5 Stages of Grief: Understanding the Grieving Process After Loss
- Ann Maria Thomson

- 12 hours ago
- 4 min read
We often believe that grief is only a response to death. However, grief is much more than that. Grief is an emotional, psychological, and sometimes physical response to loss. While many people associate the grieving process with the loss of a loved one, grief can also follow divorce, illness, job loss, migration, infertility, the end of a friendship, or any major life change that disrupts what once felt stable.
Elisabeth Kübler-Ross was a Swiss psychiatrist who developed the 5 Stages of Grief. These stages were originally based on observations of patients facing terminal illness, as her work focused on understanding and supporting people experiencing death, loss, and grief.

The 5 Stages of Grief
Denial-
Denial refers to the refusal to accept reality. When people hear the devastating news of the death of a loved one, the initial reaction is shock. They are unable to believe it is real, that their loved one has left them. They feel emotionally numb and find it difficult to accept the loss.
Anger-
Denial is often followed by anger. This anger may be directed toward God, doctors, family members, the deceased person, or even oneself. Feelings of frustration, resentment, injustice, and helplessness are common during this stage of the grieving process.
Bargaining-
Anger may be accompanied by the next stage of bargaining. The “what if” thinking stage. “What if he received better treatment?” “If he didn’t travel that day, the accident wouldn’t have happened.” They experience regret or attempt to mentally negotiate for a different outcome. An example in the case of a terminal illness would be, “If I become healthy, I will do charitable work”
Depression-
This is the stage where the mind slowly begins accepting the reality of the loss. Individuals often experience profound sadness, emotional heaviness, loss of energy, hopelessness, and reduced interest in daily life.
Many people struggle with sleep, appetite, concentration, and work performance. Some even report sensing the presence of the deceased, hearing their voice, or dreaming about them frequently. These experiences can be part of the grieving process, especially during intense grief.
Acceptance-
This is the final stage where the person accepts death. They accept that the dead person will never return. As they move through the previous four stages, they realize that they need to come to terms with the loss. Coming to terms with death does not mean “being okay” with the loss. It just means that they learn to live with that void. They adjust their life around their loss and live with it.
Does Grief Really Follow the 5 Stages in Order?
While this is a widely accepted model, grief isn’t a linear process that follows one step after the other. Some people may move through all the stages, experience several stages at once (Eg., denial and anger), revert to earlier feelings, or never experience some stages at all. Grief isn’t the same for everyone. Some people learn to live with it quickly; some take months and years, and some may never learn to live with it. Grief is multifactorial.
The grieving process is shaped by personality, cultural beliefs, religious values, the nature of the relationship, the type of loss, and the amount of emotional support available. For example, someone who believes in the afterlife may live with the belief that their loved one is living a better life and not really gone forever.Some people also experience grief as waves rather than stages, with emotions returning in cycles over time. A person may seem okay throughout the day but break down on a random Monday morning when reminded of their loss. This is what makes grief very confusing because there is no specific blueprint for dealing with grief.
But does that mean this model is irrelevant?
No. The non-linear nature of grief cannot be accounted for by the model. However, this model provides some insight into what it looks like to grieve a loss. Grief is not just crying; it also includes anger towards the dead person for leaving them so soon, guilt for not making more memories with that person, or a strange relief at the belief that the dead person is in a better place. It just wouldn’t make any sense how one could live their life through days without their loved ones being there. This model helps to normalize those feelings and provides reassurance that there is nothing wrong with grieving.

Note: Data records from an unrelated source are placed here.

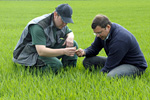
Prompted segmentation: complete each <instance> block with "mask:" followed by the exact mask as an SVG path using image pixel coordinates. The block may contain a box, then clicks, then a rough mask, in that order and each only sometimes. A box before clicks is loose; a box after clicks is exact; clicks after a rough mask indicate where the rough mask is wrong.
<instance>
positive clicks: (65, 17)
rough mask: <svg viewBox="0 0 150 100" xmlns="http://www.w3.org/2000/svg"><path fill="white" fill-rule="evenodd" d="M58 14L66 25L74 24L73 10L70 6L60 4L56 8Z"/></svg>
mask: <svg viewBox="0 0 150 100" xmlns="http://www.w3.org/2000/svg"><path fill="white" fill-rule="evenodd" d="M56 12H57V13H58V14H59V15H60V16H61V18H62V20H63V22H64V23H73V20H72V18H71V17H72V13H73V11H72V8H71V7H70V6H69V5H68V4H60V5H58V7H57V8H56Z"/></svg>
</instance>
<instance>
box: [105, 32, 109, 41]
mask: <svg viewBox="0 0 150 100" xmlns="http://www.w3.org/2000/svg"><path fill="white" fill-rule="evenodd" d="M109 36H110V33H108V35H107V37H106V39H105V40H104V41H106V40H108V38H109Z"/></svg>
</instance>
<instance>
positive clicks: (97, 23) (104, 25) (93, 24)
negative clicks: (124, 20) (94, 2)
mask: <svg viewBox="0 0 150 100" xmlns="http://www.w3.org/2000/svg"><path fill="white" fill-rule="evenodd" d="M107 24H109V25H110V26H111V25H112V23H111V22H110V20H109V19H108V17H107V16H105V15H101V14H98V15H96V16H95V18H94V20H93V22H92V25H91V27H92V29H95V28H96V26H100V27H101V28H106V26H107Z"/></svg>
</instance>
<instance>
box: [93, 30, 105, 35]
mask: <svg viewBox="0 0 150 100" xmlns="http://www.w3.org/2000/svg"><path fill="white" fill-rule="evenodd" d="M102 32H103V31H101V32H97V33H93V34H94V35H100V34H101V33H102Z"/></svg>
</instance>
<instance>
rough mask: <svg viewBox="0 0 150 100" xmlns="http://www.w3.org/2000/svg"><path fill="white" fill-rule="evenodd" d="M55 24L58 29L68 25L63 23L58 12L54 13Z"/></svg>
mask: <svg viewBox="0 0 150 100" xmlns="http://www.w3.org/2000/svg"><path fill="white" fill-rule="evenodd" d="M54 23H55V26H56V27H57V28H58V29H62V28H63V27H64V26H66V25H67V23H64V22H63V21H62V18H61V16H59V15H58V14H57V12H54Z"/></svg>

How Does Grief Look in Real Life?
Real-life grief is messy, unpredictable, and deeply personal.
Someone may remain in denial immediately after the loss.
Someone else may feel angry for weeks.
Another person may experience sadness before anger.
Some individuals may cry daily and develop symptoms of depression.
Others may suddenly experience intense grief months or even years later after hearing a familiar song or reaching an important milestone.
These are all normal parts of the grieving process.
There is no perfect way to grieve.
There is only your way.
If grief begins affecting your work, relationships, physical health, or daily life, grief counseling can help you process the loss in a healthy and supportive way.